Or can we prove the independence of the CH?
Let's place ourselves in first order logic.
If CH was proved unprovable and ZFC was inconsistent, let P be a paradox in ZFC.
1)We have: P is true
2)And P => CH (since P is false)
3)Therefore CH is true: contradiction..
What's the problem here?
You can certainly prove that ZFC is consistent, but only if you assume some equivalent or stronger theory is consistent. For example, Morse-Kelly set theory proves that ZFC is consistent, but now you're simply transferring the assumption of consistency from ZFC to MK. This is a consequence of Godel's incompleteness theorems. There's no free lunch when it comes to consistency (of sufficiently complex theories).

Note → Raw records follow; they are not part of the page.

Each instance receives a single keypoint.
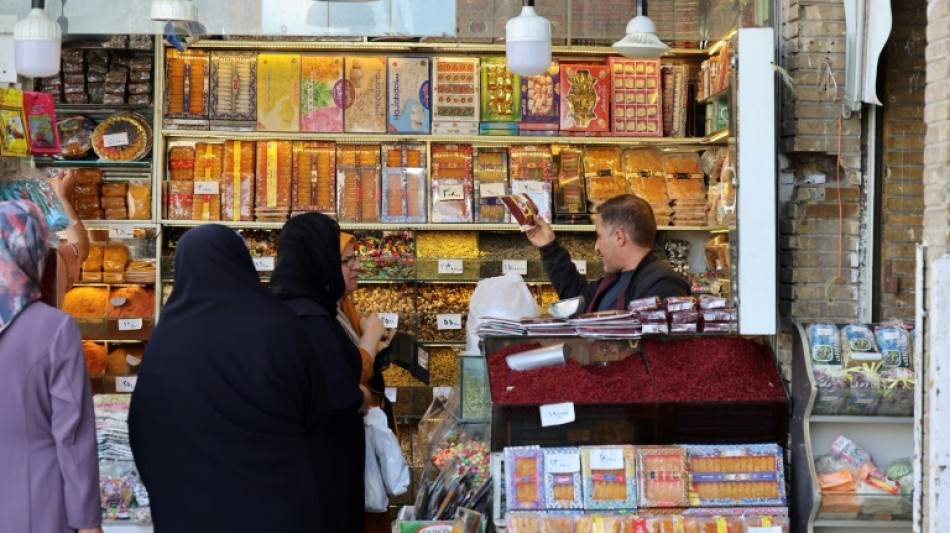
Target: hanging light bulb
(641, 41)
(528, 42)
(36, 42)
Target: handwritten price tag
(606, 459)
(121, 232)
(449, 321)
(514, 266)
(562, 463)
(206, 187)
(130, 324)
(450, 266)
(115, 139)
(262, 264)
(125, 383)
(390, 320)
(555, 414)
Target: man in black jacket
(625, 230)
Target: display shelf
(369, 138)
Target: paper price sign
(451, 321)
(119, 232)
(125, 383)
(453, 192)
(555, 414)
(450, 266)
(206, 187)
(514, 266)
(115, 139)
(130, 324)
(390, 320)
(263, 263)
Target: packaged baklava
(237, 183)
(491, 184)
(314, 177)
(562, 478)
(365, 104)
(409, 98)
(234, 90)
(609, 477)
(321, 93)
(274, 170)
(278, 92)
(500, 91)
(186, 89)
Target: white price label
(121, 232)
(206, 187)
(491, 190)
(452, 192)
(601, 459)
(450, 266)
(125, 383)
(115, 139)
(130, 324)
(262, 264)
(555, 414)
(514, 266)
(390, 320)
(562, 463)
(444, 392)
(448, 321)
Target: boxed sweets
(730, 475)
(452, 183)
(662, 476)
(237, 183)
(313, 186)
(455, 89)
(524, 471)
(321, 92)
(234, 90)
(278, 92)
(186, 90)
(584, 96)
(491, 184)
(562, 478)
(635, 104)
(274, 171)
(609, 474)
(540, 97)
(500, 92)
(409, 101)
(365, 95)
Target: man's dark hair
(633, 215)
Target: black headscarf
(228, 396)
(308, 261)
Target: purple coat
(49, 473)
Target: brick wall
(813, 53)
(902, 201)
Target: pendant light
(528, 42)
(37, 40)
(641, 41)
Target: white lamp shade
(528, 43)
(37, 41)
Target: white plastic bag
(391, 464)
(374, 493)
(500, 297)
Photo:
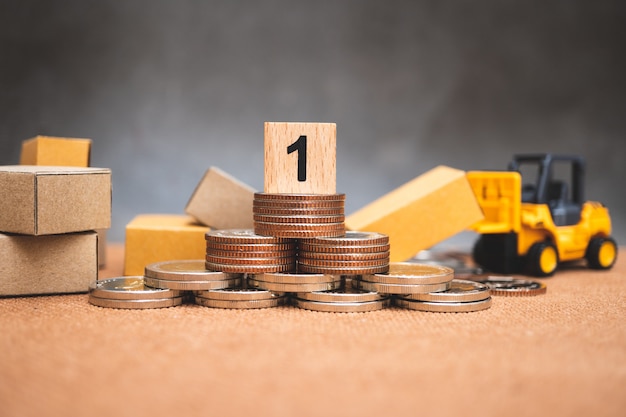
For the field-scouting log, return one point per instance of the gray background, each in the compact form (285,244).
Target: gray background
(168,88)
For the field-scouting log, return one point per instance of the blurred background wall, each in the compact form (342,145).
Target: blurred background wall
(168,88)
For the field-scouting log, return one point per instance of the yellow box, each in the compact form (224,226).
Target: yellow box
(52,151)
(162,237)
(54,264)
(420,213)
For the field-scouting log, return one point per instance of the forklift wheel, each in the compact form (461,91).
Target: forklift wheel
(542,259)
(601,253)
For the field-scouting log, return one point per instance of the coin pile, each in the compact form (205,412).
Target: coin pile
(461,297)
(299,216)
(354,253)
(243,251)
(131,293)
(240,298)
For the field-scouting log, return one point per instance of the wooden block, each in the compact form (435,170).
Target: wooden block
(300,158)
(55,264)
(52,151)
(162,237)
(420,213)
(38,200)
(222,202)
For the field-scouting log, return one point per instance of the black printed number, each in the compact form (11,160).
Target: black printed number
(300,147)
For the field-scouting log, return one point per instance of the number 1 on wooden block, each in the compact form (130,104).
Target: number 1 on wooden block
(300,158)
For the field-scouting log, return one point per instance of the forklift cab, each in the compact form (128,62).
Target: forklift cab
(554,180)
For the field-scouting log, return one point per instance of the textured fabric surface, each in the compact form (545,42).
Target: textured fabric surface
(562,353)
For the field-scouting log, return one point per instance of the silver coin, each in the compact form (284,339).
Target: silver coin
(286,278)
(459,291)
(444,307)
(399,288)
(240,304)
(136,304)
(341,307)
(191,285)
(281,287)
(187,270)
(129,288)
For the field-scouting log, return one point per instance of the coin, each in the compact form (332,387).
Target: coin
(399,288)
(188,270)
(299,197)
(353,257)
(250,269)
(191,285)
(240,236)
(341,307)
(459,291)
(239,294)
(303,246)
(406,273)
(285,278)
(128,288)
(240,304)
(282,287)
(352,238)
(136,304)
(347,295)
(300,220)
(342,270)
(510,286)
(444,307)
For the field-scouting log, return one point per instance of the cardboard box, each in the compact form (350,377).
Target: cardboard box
(221,201)
(420,213)
(55,264)
(52,151)
(162,237)
(38,200)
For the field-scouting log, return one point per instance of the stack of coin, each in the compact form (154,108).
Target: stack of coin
(293,283)
(187,275)
(240,298)
(132,293)
(407,278)
(355,253)
(299,216)
(462,297)
(244,251)
(341,301)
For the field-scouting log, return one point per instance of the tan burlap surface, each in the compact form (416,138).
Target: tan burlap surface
(563,353)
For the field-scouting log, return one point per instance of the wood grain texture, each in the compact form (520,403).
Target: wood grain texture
(281,167)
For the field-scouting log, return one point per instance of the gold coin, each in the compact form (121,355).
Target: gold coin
(282,287)
(341,307)
(250,269)
(299,197)
(352,238)
(239,236)
(306,219)
(466,307)
(342,270)
(136,304)
(319,249)
(285,278)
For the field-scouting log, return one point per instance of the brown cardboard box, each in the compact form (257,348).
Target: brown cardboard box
(421,213)
(52,151)
(39,200)
(162,237)
(221,201)
(54,264)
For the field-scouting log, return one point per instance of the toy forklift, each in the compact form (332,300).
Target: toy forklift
(536,217)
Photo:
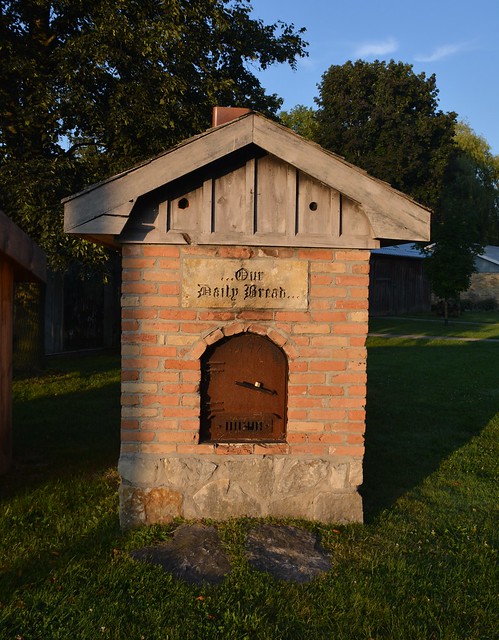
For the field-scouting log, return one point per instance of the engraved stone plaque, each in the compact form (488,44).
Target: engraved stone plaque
(245,284)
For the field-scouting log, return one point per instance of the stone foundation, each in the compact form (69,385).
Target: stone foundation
(160,489)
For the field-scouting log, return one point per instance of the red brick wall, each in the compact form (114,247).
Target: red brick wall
(162,343)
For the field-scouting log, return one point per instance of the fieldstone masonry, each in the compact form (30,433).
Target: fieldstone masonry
(316,472)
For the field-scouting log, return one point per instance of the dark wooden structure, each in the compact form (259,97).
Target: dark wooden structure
(20,260)
(397,281)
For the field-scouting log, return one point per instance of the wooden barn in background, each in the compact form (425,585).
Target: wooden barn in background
(21,260)
(398,284)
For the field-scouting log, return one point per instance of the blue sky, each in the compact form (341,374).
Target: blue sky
(456,40)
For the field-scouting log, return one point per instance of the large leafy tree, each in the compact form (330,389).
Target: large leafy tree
(89,87)
(385,118)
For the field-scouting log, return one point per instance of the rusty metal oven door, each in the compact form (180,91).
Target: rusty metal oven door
(243,390)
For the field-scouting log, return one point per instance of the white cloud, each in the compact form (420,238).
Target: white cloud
(371,49)
(442,52)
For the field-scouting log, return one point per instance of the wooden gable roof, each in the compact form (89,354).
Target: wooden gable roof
(249,181)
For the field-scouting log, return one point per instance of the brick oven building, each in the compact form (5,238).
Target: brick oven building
(244,318)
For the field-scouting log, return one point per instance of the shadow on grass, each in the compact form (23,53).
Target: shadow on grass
(424,401)
(65,422)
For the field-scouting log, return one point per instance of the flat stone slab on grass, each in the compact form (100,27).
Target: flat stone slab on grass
(195,555)
(287,553)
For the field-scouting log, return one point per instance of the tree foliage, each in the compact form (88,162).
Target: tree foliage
(302,120)
(88,88)
(384,118)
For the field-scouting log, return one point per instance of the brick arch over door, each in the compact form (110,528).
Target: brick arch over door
(243,390)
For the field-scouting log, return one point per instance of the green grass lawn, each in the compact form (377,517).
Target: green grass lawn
(478,324)
(424,566)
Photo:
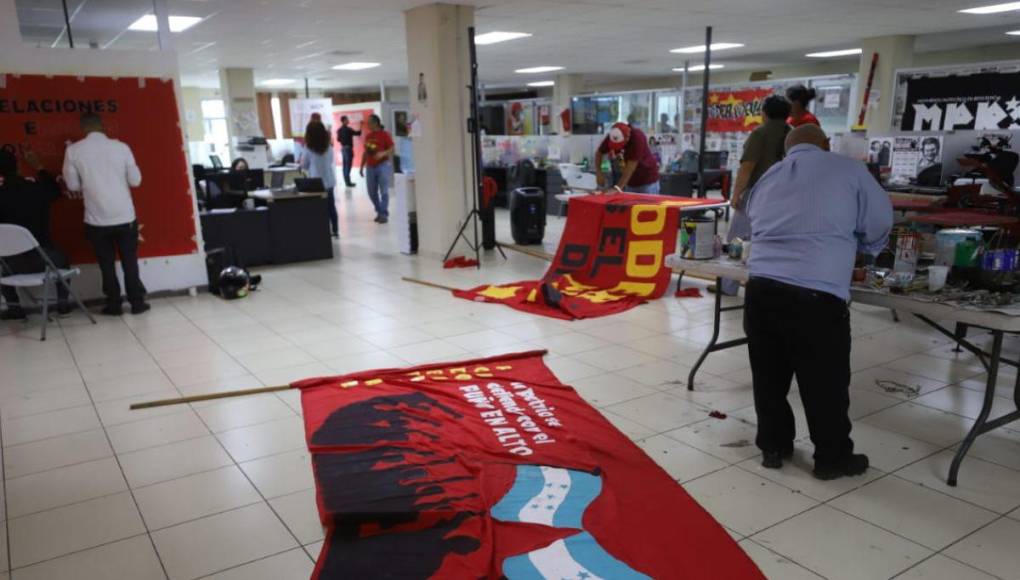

Now when it comes CH, you are missing a few important details. CH was not proven unprovable, but rather it was proven independent of ZFC. What this means is that it was shown that you can add either CH or $\neg$CH as an additional axiom to ZFC, and assuming that ZFC is consistent, the extended theories ZFC + CH and ZFC + $\neg$CH are also consistent. So CH's independence already relies on the consistency of ZFC, so you cannot use that fact to prove ZFC is consistent.
So when you say
you're basically already at a contradiction since now you're stating that ZFC is both consistent and inconsistent.